# AllInOne Files

### Faking nc=0 for some spaces:

Faking is done at the **ens** and **ensAvg** levels (and directories) not at the **segment** and **whole** levles, so the **segment stamps** are not modified byt the **whole** and **ens** ones are modified.

### To-do list
- [x] **space_tseries** fucntion for all the timeseries in one **space**.
- [ ] **space** fucntion for all the distributions in one **space**.
- [ ] **all-in-one** fucntion for all the timeseries in all **space**s in a **project**.
- [ ] **all-in-one** fucntion for all the distributions in all **space**s in a **project**.

### Naming convention:

This is the pattern of file or directory names:

1. **whole** files: whole-group-property_[-measure][-stage][.ext]
2. **ensemble** files: ensemble-group-property_[-measure][-stage][.ext]
3. **ensemble_long** files: ensemble_long-group-property_[-measure][-stage][.ext]
4. **space** files: space-group-property_[-measure][-stage][.ext]
5. **all in one** files: space-group-**species**-**allInOne**-property-_[-measure][-stage][.ext]

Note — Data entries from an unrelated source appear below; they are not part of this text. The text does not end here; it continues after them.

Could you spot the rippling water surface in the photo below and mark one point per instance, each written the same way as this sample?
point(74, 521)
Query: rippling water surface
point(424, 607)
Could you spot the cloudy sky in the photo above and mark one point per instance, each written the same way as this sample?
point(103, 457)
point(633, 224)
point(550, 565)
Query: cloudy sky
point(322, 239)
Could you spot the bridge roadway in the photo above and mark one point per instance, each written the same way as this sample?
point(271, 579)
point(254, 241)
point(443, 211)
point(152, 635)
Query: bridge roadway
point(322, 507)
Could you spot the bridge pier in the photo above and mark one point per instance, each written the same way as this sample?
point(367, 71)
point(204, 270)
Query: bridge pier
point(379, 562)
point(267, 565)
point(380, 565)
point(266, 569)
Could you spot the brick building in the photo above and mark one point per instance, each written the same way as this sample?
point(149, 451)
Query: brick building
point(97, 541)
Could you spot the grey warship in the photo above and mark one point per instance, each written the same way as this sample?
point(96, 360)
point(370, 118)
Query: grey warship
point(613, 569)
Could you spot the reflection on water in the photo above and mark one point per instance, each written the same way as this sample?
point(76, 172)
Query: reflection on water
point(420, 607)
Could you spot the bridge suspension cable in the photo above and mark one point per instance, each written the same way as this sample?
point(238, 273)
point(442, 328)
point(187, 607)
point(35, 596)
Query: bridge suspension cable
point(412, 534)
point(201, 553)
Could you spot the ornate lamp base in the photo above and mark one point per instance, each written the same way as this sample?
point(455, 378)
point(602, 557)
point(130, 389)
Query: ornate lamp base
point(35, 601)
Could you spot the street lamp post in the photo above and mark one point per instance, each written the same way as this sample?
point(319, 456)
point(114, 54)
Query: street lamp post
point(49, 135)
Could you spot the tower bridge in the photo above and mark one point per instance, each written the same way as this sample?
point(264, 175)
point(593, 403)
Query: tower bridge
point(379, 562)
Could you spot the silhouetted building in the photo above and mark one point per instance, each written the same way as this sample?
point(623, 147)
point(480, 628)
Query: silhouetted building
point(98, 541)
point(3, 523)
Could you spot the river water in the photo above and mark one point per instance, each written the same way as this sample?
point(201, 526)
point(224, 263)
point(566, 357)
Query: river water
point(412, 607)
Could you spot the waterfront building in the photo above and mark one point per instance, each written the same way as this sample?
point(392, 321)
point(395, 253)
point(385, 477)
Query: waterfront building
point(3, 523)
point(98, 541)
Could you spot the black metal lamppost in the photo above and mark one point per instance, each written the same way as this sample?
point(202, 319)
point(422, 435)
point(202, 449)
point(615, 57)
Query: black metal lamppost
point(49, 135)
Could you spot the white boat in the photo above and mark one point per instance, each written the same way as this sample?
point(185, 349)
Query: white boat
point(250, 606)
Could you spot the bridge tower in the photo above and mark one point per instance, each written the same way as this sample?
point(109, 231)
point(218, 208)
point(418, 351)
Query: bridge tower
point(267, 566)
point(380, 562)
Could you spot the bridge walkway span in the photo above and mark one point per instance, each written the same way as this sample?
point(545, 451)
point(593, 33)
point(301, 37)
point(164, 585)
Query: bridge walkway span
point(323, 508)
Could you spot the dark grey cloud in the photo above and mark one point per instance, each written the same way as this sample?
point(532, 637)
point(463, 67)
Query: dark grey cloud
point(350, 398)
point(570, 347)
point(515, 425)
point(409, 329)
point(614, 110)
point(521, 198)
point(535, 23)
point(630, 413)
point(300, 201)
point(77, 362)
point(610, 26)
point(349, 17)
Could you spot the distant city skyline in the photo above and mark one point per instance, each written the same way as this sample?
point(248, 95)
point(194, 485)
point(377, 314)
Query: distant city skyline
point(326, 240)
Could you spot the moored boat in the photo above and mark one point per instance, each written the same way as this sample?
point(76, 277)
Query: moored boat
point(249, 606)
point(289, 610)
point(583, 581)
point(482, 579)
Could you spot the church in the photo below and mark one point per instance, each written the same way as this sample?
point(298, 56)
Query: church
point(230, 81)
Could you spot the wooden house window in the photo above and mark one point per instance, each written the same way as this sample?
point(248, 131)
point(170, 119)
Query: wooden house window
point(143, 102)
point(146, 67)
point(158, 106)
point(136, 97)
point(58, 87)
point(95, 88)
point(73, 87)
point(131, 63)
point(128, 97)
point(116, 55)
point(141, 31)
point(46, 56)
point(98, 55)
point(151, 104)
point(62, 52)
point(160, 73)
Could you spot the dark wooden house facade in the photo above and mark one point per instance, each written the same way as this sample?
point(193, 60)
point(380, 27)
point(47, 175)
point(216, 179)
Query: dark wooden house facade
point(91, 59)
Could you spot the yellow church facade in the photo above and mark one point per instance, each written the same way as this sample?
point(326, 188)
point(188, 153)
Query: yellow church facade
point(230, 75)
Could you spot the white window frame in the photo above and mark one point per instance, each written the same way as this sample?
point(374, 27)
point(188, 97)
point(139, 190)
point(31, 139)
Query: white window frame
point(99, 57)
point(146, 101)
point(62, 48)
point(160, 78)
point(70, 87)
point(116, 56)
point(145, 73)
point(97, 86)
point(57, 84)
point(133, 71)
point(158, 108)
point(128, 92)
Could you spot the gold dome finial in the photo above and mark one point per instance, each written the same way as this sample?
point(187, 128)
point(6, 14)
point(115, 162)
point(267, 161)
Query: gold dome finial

[keyword] means that the keyword in the file name is option. [-measure] is a physical measurement such as the auto correlation function (AFC) done on the physical 'property_'.

## CUATION: How to do:

1. Choose the project setting
2. Choose the space
3. Check the unique properties, and the ACF measures per unique properties.
4. Check the name, format, and extension of the Pandas writer.

#### Imports

In [None]:
# settings for testing and running on a PC.
from glob import glob
import pathlib
import pandas as pd
import numpy as np
import re
from polyphys.manage import organizer
from polyphys.manage.parser import SumRule, TransFoci
from polyphys.analyze import analyzer
from polyphys.analyze import measurer
import warnings
warnings.filterwarnings("ignore")

### List of physical properties: Set the project hierarchy

In [None]:
# list of unique property_measures:
#project_name = "TransFoci" 
#project_parser=TransFoci
#project_hierarchy = "ns*"
#project_attrs = ['space', 'ensemble_long', 'ensemble', 'nmon_small', 'nmon_large','dmon_large', 'dcyl', 'dcrowd', 'phi_c_bulk']

project_name = "SumRule"
project_parser = SumRule
project_hierarchy = "N*"
project_attrs = ['space', 'ensemble_long', 'ensemble', 'nmon', 'dcyl', 'dcrowd','phi_c_bulk']

species = 'Mon'
group = 'bug'
geometry = 'biaxial'
phase = 'ensAvg'

#space = "ns400nl5al5D20ac1"
#space = 'N2000D30.0ac4.0'
space = 'N2000D30.0ac6.0'
analysis_database = '/Users/amirhsi_mini/research_data/analysis/'  # path to the "analysis" phase directory
space_ensAvg_path = analysis_database + space + "-" + group + "-" + phase
filepathes = analysis_database + "/" + project_hierarchy + "-ensAvg" + "/" + project_hierarchy + ".csv"  # physical properties in all the 
uniq_props, uniq_props_stats = organizer.unique_property(filepathes, 2, "-" + phase, drop_properties=["stamps"])
print(uniq_props, uniq_props_stats)

## allInONe ensAvg stamps

In [None]:
spaces_stamps = glob(analysis_database + "/" + project_hierarchy + "-ensAvg/" + project_hierarchy + "-stamps-ensAvg.csv")
allInOne_stamps = []
for space_path in spaces_stamps:
    space_stamps = pd.read_csv(space_path)
    allInOne_stamps.append(space_stamps)
allInOne_stamps = pd.concat(allInOne_stamps, axis=0)
allInOne_stamps.to_csv(analysis_database + "allInOne-" + project_name + "-stamps-ensAvg.csv", index=False)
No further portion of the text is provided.